I’ve been directly impacted by three suicides in my thirty years of living. The first was a cousin I wasn’t close to, she died by suicide several years ago after a breakup with a boyfriend. The second was my ex-manager about 2-3 years ago after an argument with his wife. The last was Chester Bennington a couple months back, and although I’m no friend nor family of his, his death has shaken me and made more aware of my mortality.
This is why I decided to review this book by IVPress. Although it was first published in 2002, it has been revised and expanded and feels very up-to-date and relevant today.
Clarifying some terminology
I learnt several terms which I might clarify here just to make it easier for my readers. A “suicide survivor” usually refers to the person (whether a friend, a spouse, a sibling, a parent, or a child) left behind after a loved one dies by suicide. Also, the author prefers to use the phrase “died by suicide” because it is not a crime one “commits”, nor is it a project one successfully “completes” so the terms “commit suicide”, and “completed suicide” were avoided.
How the book is organised
The author, being a survivor of suicide himself after his father’s death, understands that the immediate period following a suicide can be disorienting and suggests helpfully that one can read the book in any order he/she wishes as some parts may prove more helpful than others. For myself, I read the book sequentially one chapter after the next from the first to the last and found that this was most helpful for me.
The book is divided into three parts:
- Part 1: When suicide strikes
- Part 2: The lingering questions
- Part 3: Life after suicide
The first part of the book touches on the various states of mind one might be in right after experiencing the suicide of a friend, colleague or family member. The chapters appropriately titled: “Shock”, “Turmoil”, “Lament”, “Relinquishment”, and “Remembrance” accurately describes how I felt after learning about what happened to my ex-manager. The author also helpfully describes how he experienced life after his father’s death and also references other similar books on the topic.
The second section deals with suicide survivors asking, “Why did this happen?” and also theological questions that pop up, such as whether suicide is the unforgivable sin. Finally, it wraps up with the perennial question of “Where is God when it hurts?”. For Christians, this can be very helpful in providing a framework of how to process the suicide of a loved one. It’s honest and frank and does not beat about the bush with pertinent questions one might have.
In the third and final portion, the author relates to us lessons of suicide, the spirituality of grief, and the also shares about the healing community. He shares about his experience with a support group of suicide survivors which was an incredible source of relief for him because he was around a group of “people who understood the grief of suicide.” He also suggests an online resource for countries or cities without suicide survivor support groups. The Alliance of Hope for Suicide Loss Survivors (http://forum.allianceofhope.org) has a forum that allows people to connect with other survivors.

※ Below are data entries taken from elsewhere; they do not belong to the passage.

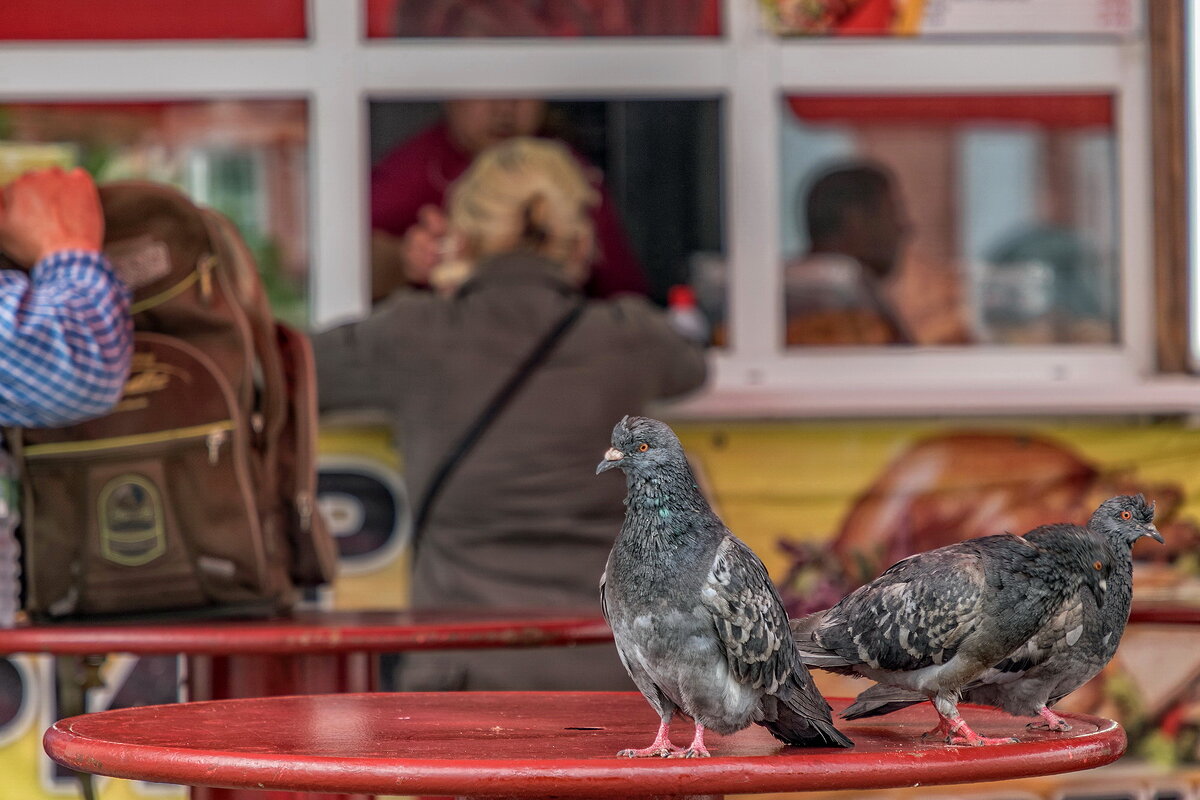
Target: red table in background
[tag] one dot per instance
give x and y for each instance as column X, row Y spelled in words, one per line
column 1164, row 613
column 304, row 654
column 535, row 744
column 309, row 651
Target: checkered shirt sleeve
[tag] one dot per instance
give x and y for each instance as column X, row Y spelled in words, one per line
column 65, row 340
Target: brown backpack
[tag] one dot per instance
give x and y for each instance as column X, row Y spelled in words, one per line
column 198, row 489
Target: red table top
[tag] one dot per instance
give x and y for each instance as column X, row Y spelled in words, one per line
column 523, row 744
column 309, row 632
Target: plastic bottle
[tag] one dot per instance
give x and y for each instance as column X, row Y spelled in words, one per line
column 10, row 548
column 685, row 316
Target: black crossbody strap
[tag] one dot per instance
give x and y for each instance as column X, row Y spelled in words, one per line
column 532, row 361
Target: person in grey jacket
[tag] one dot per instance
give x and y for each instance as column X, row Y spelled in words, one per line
column 522, row 523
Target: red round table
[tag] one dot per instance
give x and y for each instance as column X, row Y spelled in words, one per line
column 303, row 654
column 534, row 744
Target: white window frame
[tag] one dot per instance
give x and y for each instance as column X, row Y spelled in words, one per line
column 339, row 72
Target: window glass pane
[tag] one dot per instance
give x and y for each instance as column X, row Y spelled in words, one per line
column 151, row 19
column 246, row 158
column 543, row 18
column 655, row 161
column 949, row 17
column 949, row 220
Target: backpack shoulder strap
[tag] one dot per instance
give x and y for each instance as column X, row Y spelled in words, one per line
column 534, row 359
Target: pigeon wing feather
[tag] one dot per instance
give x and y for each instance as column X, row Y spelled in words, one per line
column 913, row 615
column 749, row 618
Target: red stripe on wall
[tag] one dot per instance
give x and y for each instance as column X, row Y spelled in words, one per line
column 151, row 19
column 1056, row 110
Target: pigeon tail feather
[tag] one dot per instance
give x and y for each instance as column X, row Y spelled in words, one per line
column 803, row 717
column 795, row 727
column 811, row 653
column 881, row 699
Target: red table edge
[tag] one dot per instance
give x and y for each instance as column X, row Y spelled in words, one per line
column 265, row 639
column 821, row 771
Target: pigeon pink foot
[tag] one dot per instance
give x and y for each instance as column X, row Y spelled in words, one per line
column 1053, row 722
column 961, row 734
column 660, row 747
column 696, row 749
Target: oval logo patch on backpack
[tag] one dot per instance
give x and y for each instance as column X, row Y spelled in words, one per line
column 131, row 525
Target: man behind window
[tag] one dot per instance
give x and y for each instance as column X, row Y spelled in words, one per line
column 857, row 227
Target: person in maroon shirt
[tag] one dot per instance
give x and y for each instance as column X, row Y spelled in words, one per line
column 408, row 188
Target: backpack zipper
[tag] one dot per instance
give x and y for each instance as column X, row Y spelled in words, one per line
column 214, row 434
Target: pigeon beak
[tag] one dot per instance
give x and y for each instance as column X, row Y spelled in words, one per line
column 611, row 457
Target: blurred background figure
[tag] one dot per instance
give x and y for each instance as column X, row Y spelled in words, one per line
column 857, row 227
column 522, row 522
column 409, row 184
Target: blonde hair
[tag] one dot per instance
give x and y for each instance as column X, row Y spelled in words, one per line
column 521, row 194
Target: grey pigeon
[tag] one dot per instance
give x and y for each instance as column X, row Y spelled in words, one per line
column 1068, row 650
column 936, row 621
column 696, row 619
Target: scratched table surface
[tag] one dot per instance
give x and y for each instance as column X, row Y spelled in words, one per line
column 311, row 632
column 535, row 744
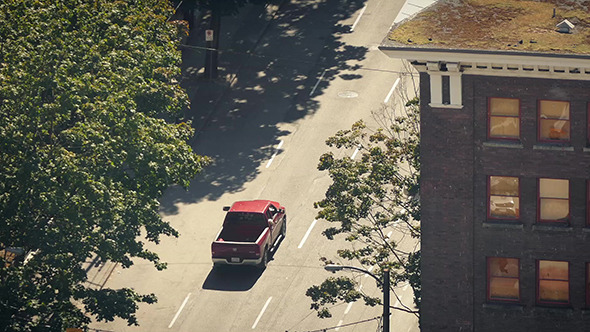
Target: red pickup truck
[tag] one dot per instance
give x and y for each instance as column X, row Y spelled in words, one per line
column 250, row 232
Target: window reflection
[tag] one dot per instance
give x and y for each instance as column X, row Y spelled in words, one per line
column 504, row 200
column 553, row 200
column 504, row 118
column 503, row 275
column 554, row 120
column 553, row 281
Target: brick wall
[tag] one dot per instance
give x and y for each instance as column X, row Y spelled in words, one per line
column 456, row 159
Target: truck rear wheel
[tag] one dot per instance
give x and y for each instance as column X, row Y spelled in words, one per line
column 284, row 229
column 264, row 262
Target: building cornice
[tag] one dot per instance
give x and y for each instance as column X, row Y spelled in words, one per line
column 495, row 63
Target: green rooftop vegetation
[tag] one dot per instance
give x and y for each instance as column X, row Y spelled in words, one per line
column 518, row 25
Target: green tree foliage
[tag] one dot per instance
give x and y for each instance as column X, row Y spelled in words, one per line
column 87, row 92
column 368, row 196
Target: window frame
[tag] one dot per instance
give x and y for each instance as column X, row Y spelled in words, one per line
column 489, row 189
column 538, row 282
column 569, row 203
column 488, row 274
column 489, row 136
column 563, row 142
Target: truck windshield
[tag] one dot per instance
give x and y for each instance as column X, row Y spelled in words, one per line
column 245, row 218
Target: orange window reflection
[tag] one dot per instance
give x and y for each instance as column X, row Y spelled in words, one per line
column 503, row 275
column 504, row 200
column 553, row 282
column 504, row 119
column 554, row 120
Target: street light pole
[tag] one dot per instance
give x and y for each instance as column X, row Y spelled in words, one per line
column 386, row 300
column 384, row 283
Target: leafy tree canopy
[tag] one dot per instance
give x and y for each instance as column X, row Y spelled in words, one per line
column 369, row 196
column 87, row 92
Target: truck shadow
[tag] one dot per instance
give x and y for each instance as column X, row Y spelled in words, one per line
column 232, row 278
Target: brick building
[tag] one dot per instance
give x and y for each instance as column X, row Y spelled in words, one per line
column 505, row 153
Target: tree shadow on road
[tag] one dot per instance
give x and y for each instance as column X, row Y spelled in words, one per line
column 269, row 74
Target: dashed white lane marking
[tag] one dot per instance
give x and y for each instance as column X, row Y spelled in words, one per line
column 391, row 91
column 275, row 154
column 179, row 310
column 261, row 313
column 355, row 152
column 307, row 234
column 358, row 18
column 348, row 307
column 318, row 82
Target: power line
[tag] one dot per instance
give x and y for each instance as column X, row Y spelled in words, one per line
column 349, row 324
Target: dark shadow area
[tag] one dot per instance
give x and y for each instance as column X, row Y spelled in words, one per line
column 269, row 62
column 232, row 278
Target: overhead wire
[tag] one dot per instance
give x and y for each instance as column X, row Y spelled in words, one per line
column 339, row 326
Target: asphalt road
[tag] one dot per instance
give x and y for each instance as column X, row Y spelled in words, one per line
column 311, row 69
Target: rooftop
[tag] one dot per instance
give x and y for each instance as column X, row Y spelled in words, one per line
column 497, row 25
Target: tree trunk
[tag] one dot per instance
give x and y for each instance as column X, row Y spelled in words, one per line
column 212, row 55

Even though I’ve experienced three suicides, those that died were not super close to me and I was shielded from the direct impact of their deaths. However, the most recent death of Chester Bennington did wake me up to realise that people do indeed care. The global outpouring of grief after his death made me promise to myself not to do something similar even in difficult times. This book has been very useful in helping me process my grief and I’m sure will also be a good tool for this impacted by suicide.
Disclaimer: I was given a copy of this book in exchange for an honest review.